# 428 GT Super Stock cylinder heads



## 15bhardwick (Apr 2, 2018)

Looking to start a 428 build for NHRA GT/KA. According to class racer the cylinder heads have to be 216 or 64. Other websites I’ve viewed has the 216 head being interchangeable with the 16. I already have a pair of 16 castings that have been opened up and poured 167cc which is still below the maximum. My question is will the 1968 16 casting be legal for this 1968 428 engine combination.


----------



## PontiacJim (Dec 29, 2012)

Should be good. The #16 heads were on the GTO, Firebird, and Pontiac 428. The 216 according to my books say the 216 was found on some heads and would have been cast vertically on a single exhaust port.
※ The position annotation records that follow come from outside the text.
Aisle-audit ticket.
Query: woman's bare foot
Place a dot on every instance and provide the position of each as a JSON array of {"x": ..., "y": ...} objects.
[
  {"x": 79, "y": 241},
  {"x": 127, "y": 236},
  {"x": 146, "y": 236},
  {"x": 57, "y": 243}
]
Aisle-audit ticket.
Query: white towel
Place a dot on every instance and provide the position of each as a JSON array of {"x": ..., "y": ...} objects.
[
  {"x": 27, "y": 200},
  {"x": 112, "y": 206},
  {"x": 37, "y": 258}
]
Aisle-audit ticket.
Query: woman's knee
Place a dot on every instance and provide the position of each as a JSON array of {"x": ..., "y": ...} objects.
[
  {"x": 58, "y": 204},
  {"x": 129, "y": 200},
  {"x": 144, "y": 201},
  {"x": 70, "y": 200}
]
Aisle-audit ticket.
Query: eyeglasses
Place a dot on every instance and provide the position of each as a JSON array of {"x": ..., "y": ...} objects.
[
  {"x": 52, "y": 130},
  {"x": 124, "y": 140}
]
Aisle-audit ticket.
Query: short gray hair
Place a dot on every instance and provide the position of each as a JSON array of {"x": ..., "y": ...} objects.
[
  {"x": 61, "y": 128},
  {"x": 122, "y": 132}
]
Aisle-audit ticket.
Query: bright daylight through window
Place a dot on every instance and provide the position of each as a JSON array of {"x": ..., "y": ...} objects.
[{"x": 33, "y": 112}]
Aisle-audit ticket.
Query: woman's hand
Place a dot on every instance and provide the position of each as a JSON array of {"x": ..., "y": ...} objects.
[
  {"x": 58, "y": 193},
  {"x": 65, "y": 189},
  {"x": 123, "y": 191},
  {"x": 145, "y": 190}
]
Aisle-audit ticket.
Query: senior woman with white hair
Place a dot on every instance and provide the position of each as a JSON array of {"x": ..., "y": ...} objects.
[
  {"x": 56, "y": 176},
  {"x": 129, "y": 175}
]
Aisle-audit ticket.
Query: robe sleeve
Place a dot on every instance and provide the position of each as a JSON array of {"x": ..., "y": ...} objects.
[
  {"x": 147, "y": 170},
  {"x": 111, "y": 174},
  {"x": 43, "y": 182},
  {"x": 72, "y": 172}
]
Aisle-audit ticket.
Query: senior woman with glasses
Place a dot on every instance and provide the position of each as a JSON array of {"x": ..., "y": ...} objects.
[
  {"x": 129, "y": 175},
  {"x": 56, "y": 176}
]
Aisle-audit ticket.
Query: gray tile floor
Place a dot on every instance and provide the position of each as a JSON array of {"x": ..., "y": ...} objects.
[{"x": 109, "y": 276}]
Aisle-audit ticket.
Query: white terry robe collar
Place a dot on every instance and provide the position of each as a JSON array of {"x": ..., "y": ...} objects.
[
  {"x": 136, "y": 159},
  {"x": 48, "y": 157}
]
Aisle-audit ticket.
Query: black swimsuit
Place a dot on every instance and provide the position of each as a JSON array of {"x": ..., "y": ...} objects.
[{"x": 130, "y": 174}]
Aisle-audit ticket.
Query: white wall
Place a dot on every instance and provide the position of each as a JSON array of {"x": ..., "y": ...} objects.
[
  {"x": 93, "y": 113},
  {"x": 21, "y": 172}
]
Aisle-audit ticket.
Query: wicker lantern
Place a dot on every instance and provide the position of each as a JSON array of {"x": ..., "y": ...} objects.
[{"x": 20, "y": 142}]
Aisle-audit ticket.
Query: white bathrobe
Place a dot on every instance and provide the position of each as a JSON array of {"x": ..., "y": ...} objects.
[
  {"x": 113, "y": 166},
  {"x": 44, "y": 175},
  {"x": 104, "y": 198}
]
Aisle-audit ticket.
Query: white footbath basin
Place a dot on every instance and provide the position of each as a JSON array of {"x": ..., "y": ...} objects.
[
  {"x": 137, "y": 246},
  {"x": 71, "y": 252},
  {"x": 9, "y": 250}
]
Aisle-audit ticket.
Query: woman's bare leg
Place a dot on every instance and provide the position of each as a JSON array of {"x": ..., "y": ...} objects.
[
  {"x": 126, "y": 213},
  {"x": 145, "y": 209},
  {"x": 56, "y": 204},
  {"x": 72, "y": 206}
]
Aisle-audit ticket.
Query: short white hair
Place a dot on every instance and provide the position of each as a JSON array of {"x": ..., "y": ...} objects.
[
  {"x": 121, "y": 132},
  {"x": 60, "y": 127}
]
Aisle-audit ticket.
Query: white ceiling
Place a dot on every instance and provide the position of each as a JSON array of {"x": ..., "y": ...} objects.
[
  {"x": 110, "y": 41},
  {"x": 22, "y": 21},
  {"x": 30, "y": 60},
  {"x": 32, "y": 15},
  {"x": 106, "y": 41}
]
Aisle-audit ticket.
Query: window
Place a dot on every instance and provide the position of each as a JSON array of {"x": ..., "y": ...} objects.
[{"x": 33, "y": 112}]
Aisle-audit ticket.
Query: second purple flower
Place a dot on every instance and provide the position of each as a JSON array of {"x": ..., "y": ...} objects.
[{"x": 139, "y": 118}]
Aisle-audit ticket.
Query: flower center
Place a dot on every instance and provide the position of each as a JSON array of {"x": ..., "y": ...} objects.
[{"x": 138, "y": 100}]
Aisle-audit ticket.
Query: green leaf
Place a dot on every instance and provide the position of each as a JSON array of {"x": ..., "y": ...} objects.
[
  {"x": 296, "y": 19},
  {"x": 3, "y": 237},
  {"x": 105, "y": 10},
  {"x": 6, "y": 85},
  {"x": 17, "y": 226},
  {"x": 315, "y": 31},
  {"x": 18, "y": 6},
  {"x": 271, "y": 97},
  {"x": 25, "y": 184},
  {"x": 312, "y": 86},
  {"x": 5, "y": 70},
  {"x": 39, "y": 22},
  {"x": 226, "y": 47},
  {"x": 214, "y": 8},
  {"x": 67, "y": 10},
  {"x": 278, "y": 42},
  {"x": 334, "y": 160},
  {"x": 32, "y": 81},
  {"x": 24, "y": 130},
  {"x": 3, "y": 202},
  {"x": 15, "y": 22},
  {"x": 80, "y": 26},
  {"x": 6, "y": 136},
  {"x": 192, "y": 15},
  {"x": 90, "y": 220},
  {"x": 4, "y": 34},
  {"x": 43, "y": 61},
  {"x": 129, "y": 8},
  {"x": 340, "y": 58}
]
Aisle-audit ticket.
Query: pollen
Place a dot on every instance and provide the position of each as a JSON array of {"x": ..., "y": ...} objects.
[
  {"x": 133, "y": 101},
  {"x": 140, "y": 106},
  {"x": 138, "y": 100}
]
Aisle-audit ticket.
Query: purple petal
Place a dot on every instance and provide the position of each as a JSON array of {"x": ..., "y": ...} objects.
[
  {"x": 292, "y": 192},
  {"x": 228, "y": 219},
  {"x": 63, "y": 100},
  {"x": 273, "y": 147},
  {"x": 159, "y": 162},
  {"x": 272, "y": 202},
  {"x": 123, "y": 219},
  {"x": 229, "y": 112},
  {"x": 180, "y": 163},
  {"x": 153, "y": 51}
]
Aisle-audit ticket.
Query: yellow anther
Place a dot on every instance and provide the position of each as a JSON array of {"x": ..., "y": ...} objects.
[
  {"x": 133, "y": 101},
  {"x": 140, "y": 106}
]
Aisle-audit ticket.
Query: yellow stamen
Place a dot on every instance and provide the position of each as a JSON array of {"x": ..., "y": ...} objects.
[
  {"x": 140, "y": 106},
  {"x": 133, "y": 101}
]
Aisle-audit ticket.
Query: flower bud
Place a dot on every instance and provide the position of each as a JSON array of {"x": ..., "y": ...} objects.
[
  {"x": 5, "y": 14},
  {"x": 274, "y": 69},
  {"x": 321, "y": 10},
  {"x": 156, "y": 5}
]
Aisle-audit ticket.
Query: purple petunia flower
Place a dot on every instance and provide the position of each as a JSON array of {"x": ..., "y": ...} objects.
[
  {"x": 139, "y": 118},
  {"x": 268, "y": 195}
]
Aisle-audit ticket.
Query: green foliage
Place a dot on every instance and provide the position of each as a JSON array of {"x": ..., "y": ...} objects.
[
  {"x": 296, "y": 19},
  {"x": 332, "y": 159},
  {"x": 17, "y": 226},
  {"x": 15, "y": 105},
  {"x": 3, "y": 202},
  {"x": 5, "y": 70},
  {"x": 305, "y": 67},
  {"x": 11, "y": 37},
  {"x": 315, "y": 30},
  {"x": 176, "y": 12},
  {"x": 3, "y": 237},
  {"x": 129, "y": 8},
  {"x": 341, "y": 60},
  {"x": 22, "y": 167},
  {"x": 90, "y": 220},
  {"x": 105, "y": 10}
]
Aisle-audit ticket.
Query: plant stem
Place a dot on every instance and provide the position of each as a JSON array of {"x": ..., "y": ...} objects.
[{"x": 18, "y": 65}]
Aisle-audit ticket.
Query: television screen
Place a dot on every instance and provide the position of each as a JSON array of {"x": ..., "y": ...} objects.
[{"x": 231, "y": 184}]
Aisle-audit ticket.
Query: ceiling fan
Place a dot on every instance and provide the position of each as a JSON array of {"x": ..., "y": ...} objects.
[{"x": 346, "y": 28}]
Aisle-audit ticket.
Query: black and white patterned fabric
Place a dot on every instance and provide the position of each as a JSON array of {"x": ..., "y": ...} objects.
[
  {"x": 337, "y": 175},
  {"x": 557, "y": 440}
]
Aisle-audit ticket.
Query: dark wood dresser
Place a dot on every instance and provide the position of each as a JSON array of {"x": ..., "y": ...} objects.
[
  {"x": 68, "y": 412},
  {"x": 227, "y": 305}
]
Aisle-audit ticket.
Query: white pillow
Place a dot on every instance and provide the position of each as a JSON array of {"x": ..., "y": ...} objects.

I also show a #62 used on the 428 in the GP and some Firebirds and that the 16 and 62 heads were interchangeable.


----------



## 15bhardwick (Apr 2, 2018)

Had some questions about the runner volume also. The info from class racer says it’s a 188cc intake and I’ve never heard of a d-port head pouring that many CC.


----------



## PontiacJim (Dec 29, 2012)

15bhardwick said:


> Had some questions about the runner volume also. The info from class racer says it’s a 188cc intake and I’ve never heard of a d-port head pouring that many CC.


From what I can find real quick, the intake ports are 165 CC's and 152 CC's exhaust for the #16 heads. I believe NHRA will have the specs on their website? I am not all that familiar with NHRA requirements or what is allowed for in your class.

Send a note to *bigD* here on the forum as he is big into the class racing and follows it, and has run a few of his cars in stock class. He can most likely help better than myself in that area, or he can get you your answers.


----------